元義父は悪い方じゃないとは思うのだけど、あのババアの被害に遭っていたのは義父が一番可愛がっている甥だったものね、確かにパックンは可愛い。またミル義兄様やエリちゃん達を思い出してしまった。そうだ、この騒ぎにエリちゃんも自分のおぞましい過去を暴露しているかもしれない。


黙っていろ…と言ってしまった私はまるで実母を庇っているように思われないだろうか?いや…そう取られてしまう可能性が高い。八方塞がりだ…

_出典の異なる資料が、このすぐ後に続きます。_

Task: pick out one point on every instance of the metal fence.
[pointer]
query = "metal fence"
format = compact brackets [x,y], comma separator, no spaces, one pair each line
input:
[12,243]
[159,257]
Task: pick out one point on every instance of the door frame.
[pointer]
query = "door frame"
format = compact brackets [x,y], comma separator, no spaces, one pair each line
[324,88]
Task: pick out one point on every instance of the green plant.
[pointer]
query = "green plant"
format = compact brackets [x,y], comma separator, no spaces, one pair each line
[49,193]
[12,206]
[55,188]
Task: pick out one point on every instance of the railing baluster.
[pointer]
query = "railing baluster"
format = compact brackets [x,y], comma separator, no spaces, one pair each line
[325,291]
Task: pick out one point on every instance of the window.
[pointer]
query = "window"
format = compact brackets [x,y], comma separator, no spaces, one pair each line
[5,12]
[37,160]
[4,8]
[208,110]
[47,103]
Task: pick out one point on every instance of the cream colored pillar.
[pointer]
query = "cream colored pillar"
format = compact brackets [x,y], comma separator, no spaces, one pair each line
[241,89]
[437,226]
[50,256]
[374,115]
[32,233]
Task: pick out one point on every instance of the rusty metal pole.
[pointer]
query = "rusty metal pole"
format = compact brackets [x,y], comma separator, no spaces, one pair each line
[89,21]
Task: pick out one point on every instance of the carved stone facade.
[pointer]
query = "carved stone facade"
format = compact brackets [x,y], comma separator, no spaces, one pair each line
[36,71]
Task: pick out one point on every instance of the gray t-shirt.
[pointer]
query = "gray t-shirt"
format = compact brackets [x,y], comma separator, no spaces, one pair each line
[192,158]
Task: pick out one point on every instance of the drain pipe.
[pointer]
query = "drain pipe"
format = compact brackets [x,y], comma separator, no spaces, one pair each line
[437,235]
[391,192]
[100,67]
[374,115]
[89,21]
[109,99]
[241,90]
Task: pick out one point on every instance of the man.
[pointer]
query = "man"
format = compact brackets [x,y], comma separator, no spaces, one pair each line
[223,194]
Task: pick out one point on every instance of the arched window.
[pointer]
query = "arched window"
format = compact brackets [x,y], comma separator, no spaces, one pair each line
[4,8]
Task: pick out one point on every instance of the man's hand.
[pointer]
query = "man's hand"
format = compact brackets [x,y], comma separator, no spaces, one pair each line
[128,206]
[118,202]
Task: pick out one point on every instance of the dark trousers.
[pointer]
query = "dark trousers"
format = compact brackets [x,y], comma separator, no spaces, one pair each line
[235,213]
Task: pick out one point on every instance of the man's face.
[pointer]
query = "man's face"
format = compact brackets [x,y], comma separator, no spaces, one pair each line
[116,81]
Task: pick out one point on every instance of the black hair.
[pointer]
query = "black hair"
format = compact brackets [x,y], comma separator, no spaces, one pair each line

「くぅぅ…暫くまた野宿かぁ…せめてミルお義兄様でもいてくれれば怖さ半減なのになぁ」


そう…元美少年…今は若干おっさんになりつつある17才のミルデランティお義兄様は、軍属なのだが剣術も魔術もすごくてとても強いらしい。たまにしかお屋敷に帰って来なかったけれど、会えばいつも「ミディア~ミディア~」と私を可愛がってくれていて町へ遊びに連れて行ってくれたし、デート?と称して珍しい場所へも誘ってくれたりしていた、義妹思いの優しい人だった。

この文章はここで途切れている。